How can the UN Global Compact support your company in achieving decent work in your global supply chain?
To achieve the SDGs, the UN Global Compact has developed a portfolio of Action Platforms to advance business contributions. Rooted in the Ten Principles of the UN Global Compact, each Action Platform convenes business and other partners to solve complex and interconnected issues, explore new market opportunities and innovate around the SDGs.
The UNGC Action Platform on Decent Work in Global Supply Chains builds an alliance of companies and partner organizations (ILO and UNICEF) that are committed to respect human rights, fundamental principles and rights at work by leveraging their supply chains and taking collective action on decent work deficits. This platform is building the case for improving decent work in global supply chains and demonstrates how labour rights and human rights are critical for achieving the SDGs.
The focus lies on fostering leadership, learning and sharing across sectors, establishing good practice, identifying and incubating innovative solutions — of which this Engagement Toolkit is a part — and measuring impact.

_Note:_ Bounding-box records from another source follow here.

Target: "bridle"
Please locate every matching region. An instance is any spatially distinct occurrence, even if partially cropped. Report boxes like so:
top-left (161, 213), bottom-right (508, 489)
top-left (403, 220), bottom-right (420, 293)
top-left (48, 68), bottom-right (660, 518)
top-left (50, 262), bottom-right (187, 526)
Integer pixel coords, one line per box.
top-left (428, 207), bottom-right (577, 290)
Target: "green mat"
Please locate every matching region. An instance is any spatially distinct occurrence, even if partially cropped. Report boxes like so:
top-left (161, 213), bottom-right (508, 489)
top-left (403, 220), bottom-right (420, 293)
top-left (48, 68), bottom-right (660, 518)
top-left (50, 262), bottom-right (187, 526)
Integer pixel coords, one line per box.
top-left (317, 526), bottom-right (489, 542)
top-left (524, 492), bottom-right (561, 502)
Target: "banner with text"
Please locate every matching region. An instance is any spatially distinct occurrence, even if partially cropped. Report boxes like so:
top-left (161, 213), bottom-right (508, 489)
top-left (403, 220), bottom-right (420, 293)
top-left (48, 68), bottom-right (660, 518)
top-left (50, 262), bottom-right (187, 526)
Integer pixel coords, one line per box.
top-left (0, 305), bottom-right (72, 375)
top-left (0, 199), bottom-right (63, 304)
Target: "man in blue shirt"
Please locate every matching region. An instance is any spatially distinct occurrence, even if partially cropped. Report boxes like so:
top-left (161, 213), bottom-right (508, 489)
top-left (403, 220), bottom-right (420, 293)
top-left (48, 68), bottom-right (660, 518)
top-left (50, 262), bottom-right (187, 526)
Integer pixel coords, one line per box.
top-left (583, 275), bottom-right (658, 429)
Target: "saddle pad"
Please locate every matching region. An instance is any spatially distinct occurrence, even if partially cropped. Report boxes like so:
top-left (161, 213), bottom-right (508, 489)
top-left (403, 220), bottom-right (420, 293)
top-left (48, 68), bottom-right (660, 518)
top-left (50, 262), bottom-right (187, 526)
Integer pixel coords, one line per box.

How can my company and my suppliers receive information and guidance from the ILO for achieving decent work in your global supply chain?
Information and guidance on the application of the principles of the ILO MNE Declaration in company operations or the principles contained in the underlying international labour standards are available through the ILO Helpdesk for Business on International Labour Standards. The Helpdesk answers queries from company managers and workers on how to better align business operations with international labour standards and build good industrial relations.
Specific questions on how to apply principles of international labour standards in company operations can be directly submitted by email to email@example.com. This individual assistance service is free and confidential. Replies are prepared by an ILO expert team and draw on the different ILO normative instruments, policy documents and tools.
The ILO Helpdesk for Business also consists of a dedicated website organized by topic where companies, trade unions and others can find information on training opportunities, questions and answers as well as practical tools: www.ilo.org/business
The ILO Helpdesk for Business could be a useful source of information and guidance for buyers and their suppliers.
How can we go further?
Companies have an opportunity to go beyond the minimum and consider additional entry points to use their influence with suppliers to encourage (or possibly co-invest) in advancing opportunities for people and sustainable development. This might include proactive programmes to support financial literacy for workers, investing in daycare centres to help female (and male) workers juggle work and care responsibilities and adopting inclusive sourcing practices that seek to engage women-owned-businesses and others that traditionally do not have equal access to markets.